A series of short pieces is an opportunity for artists and audience to venture into new territory, while not completely forsaking the familiar.   An Oxford dance audience knows how to respond positively to a solo such as Burnt Norton by Richard Chappell (the only male performer, other than Hutera himself) and the gentle humour of Cecilia Macfarlane’s interaction with cellist Jacqueline Johnson was delightfully accessible.   Kempster’s solo citron pressé to Cole Porter’s I Love Paris was hilarious: clad in gold lamé, resembling simultaneously an exotic insect and a child who has raided her mother’s ball gowns, she demonstrated ballet steps, uttering their names, interspersed with items from a French café menu. Kempster is a thoughtful and adventurous artist: Eye, a work in progress that uses a camera to project her face on screen, was inspired by an acutely awkward adolescent experience, and went far beyond the conventional conception of dance in its exploration of what dance might mean for a middle-aged woman.

Such variety challenges the audience in unexpected ways, and if we were sometimes diffident or uncertain in our responses it was because the boundaries between the funny, the political and the personal can feel uncomfortable and insecure.

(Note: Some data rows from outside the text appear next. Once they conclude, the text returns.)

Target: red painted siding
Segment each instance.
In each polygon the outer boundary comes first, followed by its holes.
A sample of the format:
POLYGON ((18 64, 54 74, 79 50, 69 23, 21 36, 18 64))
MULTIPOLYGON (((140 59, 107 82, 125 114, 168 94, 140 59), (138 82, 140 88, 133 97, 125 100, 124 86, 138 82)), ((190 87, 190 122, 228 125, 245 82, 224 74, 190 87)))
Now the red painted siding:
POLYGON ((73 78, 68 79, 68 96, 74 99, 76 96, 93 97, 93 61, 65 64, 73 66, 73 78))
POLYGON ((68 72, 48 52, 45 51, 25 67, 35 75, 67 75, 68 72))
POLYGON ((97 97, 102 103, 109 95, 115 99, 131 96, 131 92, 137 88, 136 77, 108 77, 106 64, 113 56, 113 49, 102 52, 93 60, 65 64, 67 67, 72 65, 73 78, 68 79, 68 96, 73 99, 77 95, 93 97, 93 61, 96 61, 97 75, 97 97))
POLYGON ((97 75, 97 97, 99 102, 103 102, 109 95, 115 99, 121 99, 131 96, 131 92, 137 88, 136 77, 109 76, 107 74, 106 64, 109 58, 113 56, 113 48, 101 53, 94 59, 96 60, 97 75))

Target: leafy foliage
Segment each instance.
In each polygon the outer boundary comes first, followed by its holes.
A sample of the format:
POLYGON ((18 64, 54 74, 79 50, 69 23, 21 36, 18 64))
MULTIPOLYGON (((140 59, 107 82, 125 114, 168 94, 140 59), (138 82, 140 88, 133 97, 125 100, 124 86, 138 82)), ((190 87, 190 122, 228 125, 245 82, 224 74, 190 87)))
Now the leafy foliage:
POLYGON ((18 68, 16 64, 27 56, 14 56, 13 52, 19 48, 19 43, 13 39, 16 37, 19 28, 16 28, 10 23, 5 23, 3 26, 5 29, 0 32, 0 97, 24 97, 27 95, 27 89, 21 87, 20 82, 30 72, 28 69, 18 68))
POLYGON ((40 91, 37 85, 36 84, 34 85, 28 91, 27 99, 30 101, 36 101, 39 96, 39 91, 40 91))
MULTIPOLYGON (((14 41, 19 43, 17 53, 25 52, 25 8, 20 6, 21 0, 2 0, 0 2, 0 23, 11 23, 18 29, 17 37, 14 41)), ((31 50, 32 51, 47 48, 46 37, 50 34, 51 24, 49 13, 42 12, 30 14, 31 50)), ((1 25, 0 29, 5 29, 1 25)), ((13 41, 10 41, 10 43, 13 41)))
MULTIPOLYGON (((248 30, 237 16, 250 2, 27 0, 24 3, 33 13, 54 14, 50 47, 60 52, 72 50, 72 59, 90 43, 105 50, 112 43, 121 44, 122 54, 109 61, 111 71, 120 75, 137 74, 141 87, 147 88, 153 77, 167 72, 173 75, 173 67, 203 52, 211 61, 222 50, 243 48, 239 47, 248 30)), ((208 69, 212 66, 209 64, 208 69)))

Joining in can be difficult, and certainly, some of us were too hesitant or reticent to join Mbakoyianni (aka ‘Lorna V’) on stage in the concluding conga line; but who could ever forget that it was as part of her Aliki Speaks dance lecture, on that most political day, that we discovered that Boris Jonson was the new Foreign Secretary? At every turn, this programme demonstrated the relevance of dance to daily life.

The unmissable Women GOlive runs at OFS until Saturday 16 July, with a different programme every night.